Эти исследования привели меня в такие компании, как Google, Facebook и Palantir, чье существование всецело зависит от алгоритмов. Получил я и несколько удивительных приглашений, в том числе в штаб-квартиру крупнейшего в мире хеджевого фонда, где с помощью алгоритмов можно ежедневно зарабатывать – или терять – миллиарды долларов. Познакомился и с создателями суперкомпьютера Watson, победителя игры Jeopardy![2], который можно назвать преемником Deep Blue. Я принял участие во встрече высших руководителей банковского дела в Австралии, на которой обсуждалось влияние ИИ на рабочие места в их отрасли. Хотя у этих людей и компаний совершенно разные интересы, все они хотят быть на переднем крае революции искусственного интеллекта – или по крайней мере не остаться от нее в стороне.
Уже много лет я выступаю перед представителями деловых кругов с лекциями на темы, связанные с разработкой стратегии и улучшением процесса принятия решений. Но в последние годы ко мне все чаще стали обращаться с просьбой рассказать об искусственном интеллекте и о том, что я называю отношениями между человеком и машиной. Такие выступления дают мне возможность не только поделиться своими мыслями, но и понять, что именно интересует бизнес-сообщество относительно ИИ. В этой книге я попытался рассмотреть вопросы, вызывающие наибольшее беспокойство, и отделить бесспорные факты от вымыслов и преувеличений.
В 2013 году я удостоился чести стать приглашенным старшим научным сотрудником в Школе Джеймса Мартина при Оксфордском университете, где собралось созвездие блестящих ученых умов.

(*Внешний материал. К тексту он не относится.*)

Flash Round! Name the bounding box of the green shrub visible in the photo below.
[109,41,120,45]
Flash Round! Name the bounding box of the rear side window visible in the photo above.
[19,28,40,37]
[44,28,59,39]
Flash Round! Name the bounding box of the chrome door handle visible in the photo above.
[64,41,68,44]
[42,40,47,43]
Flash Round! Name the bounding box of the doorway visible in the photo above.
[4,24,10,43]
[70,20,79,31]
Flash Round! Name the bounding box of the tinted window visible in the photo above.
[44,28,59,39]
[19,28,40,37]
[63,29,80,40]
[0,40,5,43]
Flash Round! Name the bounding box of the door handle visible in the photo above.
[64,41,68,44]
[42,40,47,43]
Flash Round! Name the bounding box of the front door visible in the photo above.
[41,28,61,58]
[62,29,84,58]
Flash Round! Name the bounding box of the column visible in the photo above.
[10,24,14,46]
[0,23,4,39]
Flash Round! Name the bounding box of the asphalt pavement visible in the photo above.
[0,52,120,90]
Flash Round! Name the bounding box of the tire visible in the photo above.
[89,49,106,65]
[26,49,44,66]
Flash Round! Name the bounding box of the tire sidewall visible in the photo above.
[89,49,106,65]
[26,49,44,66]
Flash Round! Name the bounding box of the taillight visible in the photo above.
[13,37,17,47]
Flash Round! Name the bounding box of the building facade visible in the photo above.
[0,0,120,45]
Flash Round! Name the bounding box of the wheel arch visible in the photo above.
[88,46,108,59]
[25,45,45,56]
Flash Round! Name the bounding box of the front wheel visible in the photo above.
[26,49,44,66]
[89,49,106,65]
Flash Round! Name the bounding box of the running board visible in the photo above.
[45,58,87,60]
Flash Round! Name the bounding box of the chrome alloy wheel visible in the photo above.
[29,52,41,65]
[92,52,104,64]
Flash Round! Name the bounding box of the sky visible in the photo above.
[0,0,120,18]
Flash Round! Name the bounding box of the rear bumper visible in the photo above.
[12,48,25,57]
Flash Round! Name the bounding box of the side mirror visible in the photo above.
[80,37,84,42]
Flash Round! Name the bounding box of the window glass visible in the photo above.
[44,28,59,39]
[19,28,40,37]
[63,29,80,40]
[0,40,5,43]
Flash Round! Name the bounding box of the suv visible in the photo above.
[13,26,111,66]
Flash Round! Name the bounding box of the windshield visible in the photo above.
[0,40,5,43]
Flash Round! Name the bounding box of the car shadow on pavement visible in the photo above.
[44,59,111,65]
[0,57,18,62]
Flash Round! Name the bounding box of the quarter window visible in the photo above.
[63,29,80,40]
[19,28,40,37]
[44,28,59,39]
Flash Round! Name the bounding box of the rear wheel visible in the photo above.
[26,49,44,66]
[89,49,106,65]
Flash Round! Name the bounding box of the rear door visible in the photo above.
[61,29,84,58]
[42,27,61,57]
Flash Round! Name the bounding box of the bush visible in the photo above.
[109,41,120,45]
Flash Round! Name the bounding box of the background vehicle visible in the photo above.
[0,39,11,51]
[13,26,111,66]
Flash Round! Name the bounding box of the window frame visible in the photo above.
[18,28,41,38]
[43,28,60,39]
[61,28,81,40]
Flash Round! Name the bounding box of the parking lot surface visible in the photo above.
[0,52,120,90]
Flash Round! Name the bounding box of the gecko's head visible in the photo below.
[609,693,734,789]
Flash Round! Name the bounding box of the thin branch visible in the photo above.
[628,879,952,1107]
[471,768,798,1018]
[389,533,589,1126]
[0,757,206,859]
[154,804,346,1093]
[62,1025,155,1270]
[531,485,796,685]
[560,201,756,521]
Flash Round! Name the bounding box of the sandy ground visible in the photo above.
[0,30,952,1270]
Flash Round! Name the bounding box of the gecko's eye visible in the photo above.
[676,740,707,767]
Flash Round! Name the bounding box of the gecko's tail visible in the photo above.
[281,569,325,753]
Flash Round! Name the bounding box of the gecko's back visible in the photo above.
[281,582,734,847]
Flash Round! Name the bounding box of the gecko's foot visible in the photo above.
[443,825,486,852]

В Оксфорде искусственный интеллект изучается в равной мере и как техническая, и как философская проблема, и я с удовольствием погрузился в оба этих потока. Функционирующий при школе Институт будущего человечества – идеальное место для того, чтобы понять, какими станут отношения между человеком и машиной. В этой книге я поставил перед собой задачу взять некоторые из самых сложных, зачастую очень мудреных и окутанных тайной научных концепций, исследований, прогнозов – и, выполняя функцию переводчика и гида, показать возможности их практического применения, попутно снабжая эти сведения моими собственными идеями и комментариями.
Б'oльшую часть своей жизни я размышлял над тем, как думают люди, – отличный фундамент для того, чтобы выяснить, как думают машины и как они не думают. В свою очередь, это помогает нам понять, что могут – и чего не могут – делать машины… по крайней мере пока.

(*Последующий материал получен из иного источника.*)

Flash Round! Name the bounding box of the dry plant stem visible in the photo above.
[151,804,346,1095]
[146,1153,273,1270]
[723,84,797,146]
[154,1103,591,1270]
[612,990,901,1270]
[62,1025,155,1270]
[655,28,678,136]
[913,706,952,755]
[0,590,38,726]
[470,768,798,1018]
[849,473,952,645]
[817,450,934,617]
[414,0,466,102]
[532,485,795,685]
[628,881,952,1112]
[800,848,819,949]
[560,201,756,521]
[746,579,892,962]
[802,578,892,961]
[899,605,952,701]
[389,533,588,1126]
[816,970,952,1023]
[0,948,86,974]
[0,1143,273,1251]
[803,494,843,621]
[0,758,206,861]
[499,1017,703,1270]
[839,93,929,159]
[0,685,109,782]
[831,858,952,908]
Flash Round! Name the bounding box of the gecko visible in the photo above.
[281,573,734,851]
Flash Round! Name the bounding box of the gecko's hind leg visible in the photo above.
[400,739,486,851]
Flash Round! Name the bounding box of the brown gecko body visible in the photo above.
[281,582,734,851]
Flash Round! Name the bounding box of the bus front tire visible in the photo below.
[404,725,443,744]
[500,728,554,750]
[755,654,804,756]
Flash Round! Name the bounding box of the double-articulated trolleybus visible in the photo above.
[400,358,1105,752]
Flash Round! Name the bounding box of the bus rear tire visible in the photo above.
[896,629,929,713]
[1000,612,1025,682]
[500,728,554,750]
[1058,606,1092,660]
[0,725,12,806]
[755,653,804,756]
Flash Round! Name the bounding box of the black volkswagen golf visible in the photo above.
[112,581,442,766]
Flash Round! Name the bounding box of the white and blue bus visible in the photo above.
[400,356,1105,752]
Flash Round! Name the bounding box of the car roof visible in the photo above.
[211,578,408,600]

В легенде, бытовавшей среди афроамериканцев в XIX веке, рассказывается о чернокожем рабочем-путейце Джоне Генри. Он отличался непревзойденным умением пробивать молотом горные породы для прокладки туннелей и однажды вступил в соревнование с новым изобретением – паровым буром. Я был таким же Джоном Генри в мире шахмат: за 20 лет моего пребывания на вершине шахматного Олимпа шахматные компьютеры превратились из смехотворно слабых в практически непобедимых игроков, что стало моим благословением и моим проклятием.
Как мы увидим, на протяжении многих веков похожая ситуация повторялась снова и снова. Сначала люди смеялись над малейшими попытками заменить лошадей и волов неуклюжими, ненадежными машинами. Потом они потешались над идеей о том, что тяжелый, жесткий металл может летать, как птицы. В конце концов нам пришлось допустить, что нет такой физической работы, которую машина не могла бы выполнить так же, как человек, или даже лучше.

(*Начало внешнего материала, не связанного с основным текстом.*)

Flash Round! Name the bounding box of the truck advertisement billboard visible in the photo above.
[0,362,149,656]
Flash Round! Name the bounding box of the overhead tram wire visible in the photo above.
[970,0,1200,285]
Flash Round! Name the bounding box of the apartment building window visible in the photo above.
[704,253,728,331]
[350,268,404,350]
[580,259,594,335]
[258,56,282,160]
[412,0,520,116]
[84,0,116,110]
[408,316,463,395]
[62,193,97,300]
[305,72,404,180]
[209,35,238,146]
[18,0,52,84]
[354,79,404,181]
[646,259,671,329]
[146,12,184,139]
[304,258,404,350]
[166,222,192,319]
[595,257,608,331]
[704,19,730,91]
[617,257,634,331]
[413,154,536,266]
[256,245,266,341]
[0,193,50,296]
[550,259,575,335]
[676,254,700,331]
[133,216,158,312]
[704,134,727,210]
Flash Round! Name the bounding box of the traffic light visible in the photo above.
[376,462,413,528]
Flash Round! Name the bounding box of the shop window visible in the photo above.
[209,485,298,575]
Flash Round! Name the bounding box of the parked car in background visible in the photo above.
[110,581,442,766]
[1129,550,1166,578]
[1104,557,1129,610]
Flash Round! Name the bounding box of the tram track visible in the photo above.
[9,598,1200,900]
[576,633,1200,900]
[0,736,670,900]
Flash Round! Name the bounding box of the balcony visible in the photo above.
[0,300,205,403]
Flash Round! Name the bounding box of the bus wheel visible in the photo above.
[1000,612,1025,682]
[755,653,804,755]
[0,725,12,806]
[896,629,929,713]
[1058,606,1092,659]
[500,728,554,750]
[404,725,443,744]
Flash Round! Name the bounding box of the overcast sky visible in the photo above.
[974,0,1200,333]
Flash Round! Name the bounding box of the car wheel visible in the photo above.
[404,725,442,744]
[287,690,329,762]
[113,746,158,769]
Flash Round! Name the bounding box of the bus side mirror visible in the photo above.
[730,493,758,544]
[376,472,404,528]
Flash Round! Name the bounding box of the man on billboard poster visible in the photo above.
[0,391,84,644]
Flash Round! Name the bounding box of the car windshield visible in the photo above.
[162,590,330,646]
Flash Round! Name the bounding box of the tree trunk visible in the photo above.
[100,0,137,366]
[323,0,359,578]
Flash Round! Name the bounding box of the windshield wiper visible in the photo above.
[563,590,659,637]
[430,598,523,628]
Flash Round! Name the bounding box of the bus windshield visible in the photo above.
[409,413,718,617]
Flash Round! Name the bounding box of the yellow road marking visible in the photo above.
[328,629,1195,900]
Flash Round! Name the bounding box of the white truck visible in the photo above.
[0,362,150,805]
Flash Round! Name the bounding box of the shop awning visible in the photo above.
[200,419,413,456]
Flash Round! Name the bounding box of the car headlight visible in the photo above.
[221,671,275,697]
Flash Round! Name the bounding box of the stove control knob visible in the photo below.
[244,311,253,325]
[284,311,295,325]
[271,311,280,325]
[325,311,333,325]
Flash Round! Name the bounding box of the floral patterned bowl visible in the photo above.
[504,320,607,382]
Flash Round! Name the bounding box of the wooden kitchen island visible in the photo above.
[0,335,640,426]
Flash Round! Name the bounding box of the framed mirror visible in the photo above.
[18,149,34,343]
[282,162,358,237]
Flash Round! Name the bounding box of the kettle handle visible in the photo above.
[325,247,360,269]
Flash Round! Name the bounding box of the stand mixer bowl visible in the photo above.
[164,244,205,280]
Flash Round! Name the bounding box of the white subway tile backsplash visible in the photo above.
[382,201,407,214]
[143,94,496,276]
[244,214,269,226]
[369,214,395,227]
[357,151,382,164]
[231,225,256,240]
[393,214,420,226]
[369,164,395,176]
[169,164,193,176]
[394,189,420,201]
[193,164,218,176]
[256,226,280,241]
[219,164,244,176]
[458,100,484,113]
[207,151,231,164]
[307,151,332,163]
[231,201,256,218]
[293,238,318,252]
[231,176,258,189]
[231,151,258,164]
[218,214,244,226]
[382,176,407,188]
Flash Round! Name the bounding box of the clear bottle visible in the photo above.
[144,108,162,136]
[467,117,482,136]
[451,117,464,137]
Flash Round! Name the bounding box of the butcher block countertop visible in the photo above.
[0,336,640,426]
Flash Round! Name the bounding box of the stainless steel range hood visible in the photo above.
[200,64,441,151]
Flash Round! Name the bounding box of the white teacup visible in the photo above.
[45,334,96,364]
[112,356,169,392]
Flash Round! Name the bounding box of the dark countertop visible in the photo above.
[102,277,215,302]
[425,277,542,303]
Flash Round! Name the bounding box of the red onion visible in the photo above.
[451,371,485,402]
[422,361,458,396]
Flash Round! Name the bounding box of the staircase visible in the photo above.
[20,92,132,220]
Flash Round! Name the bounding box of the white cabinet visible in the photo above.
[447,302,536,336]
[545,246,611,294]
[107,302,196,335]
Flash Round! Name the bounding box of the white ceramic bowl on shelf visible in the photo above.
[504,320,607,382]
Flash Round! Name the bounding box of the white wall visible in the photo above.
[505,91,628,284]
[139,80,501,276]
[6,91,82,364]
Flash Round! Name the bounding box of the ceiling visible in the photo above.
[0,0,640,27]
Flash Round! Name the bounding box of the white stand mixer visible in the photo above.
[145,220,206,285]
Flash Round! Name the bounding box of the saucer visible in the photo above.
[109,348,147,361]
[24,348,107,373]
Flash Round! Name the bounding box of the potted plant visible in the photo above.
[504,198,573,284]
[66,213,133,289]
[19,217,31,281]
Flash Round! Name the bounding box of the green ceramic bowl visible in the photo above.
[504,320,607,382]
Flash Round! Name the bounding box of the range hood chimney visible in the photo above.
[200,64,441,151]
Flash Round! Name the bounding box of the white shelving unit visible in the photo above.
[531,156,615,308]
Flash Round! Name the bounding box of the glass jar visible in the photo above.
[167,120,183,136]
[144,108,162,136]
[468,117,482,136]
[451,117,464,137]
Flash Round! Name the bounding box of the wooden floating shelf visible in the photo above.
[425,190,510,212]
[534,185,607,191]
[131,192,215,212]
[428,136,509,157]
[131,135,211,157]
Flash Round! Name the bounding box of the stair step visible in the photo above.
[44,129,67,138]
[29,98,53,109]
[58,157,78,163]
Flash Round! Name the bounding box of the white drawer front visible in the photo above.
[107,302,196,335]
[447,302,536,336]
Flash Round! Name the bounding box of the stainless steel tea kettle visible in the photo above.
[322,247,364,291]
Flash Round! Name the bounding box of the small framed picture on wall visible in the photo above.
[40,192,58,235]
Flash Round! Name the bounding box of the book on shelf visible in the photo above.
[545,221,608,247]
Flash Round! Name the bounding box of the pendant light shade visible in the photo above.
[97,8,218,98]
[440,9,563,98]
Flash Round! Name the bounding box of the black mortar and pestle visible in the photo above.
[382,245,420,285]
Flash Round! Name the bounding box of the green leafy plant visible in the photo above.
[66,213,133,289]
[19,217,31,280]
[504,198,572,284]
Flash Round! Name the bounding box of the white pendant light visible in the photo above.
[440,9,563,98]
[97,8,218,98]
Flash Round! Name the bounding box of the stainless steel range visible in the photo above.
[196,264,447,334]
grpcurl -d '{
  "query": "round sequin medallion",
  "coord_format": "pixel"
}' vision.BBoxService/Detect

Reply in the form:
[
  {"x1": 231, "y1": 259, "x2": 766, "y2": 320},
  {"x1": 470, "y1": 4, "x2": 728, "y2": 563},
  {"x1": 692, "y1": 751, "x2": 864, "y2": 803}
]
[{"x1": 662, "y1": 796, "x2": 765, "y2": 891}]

Мы постепенно начинаем признавать, что следует приветствовать этот неумолимый прогресс, а не бояться его, хотя тут мы делаем шаг вперед и два шага назад. Каждое новое вторжение машин в какую-либо область вызывает очередную волну паники и сомнений, и сегодня эти голоса звучат громко как никогда. Отчасти это объясняется тем, кого именно и в каких областях заменяют машины. Лошади и волы не могли писать письма редакторам газет, когда им на смену пришли тракторы и автомобили. Низкоквалифицированные рабочие тоже едва ли могли быть услышанными, и считалось, что они рады тому, что механизмы освободили их от изматывающего труда.
Так продолжалось на протяжении большей части XX века, когда в результате автоматизации многие профессии радикально изменялись или же полностью исчезали – да так быстро, что их не успевали оплакивать. Взять хотя бы машинистов лифтов. В 1920 году американский профсоюз лифтеров насчитывал 17 000 человек, и организованные им забастовки были способны парализовать целые города. Это и случилось в Нью-Йорке в сентябре 1945-го: по сообщению Associated Press, «тысячи людей были вынуждены подниматься пешком на верхние этажи небоскребов, таких как Эмпайр-стейт-билдинг, по казавшимся бесконечными лестницам». Возможно, именно поэтому мало кто горевал в связи с исчезновением этой профессии, когда в 1950-е годы лифтеров начали заменять лифты с автоматическим кнопочным управлением.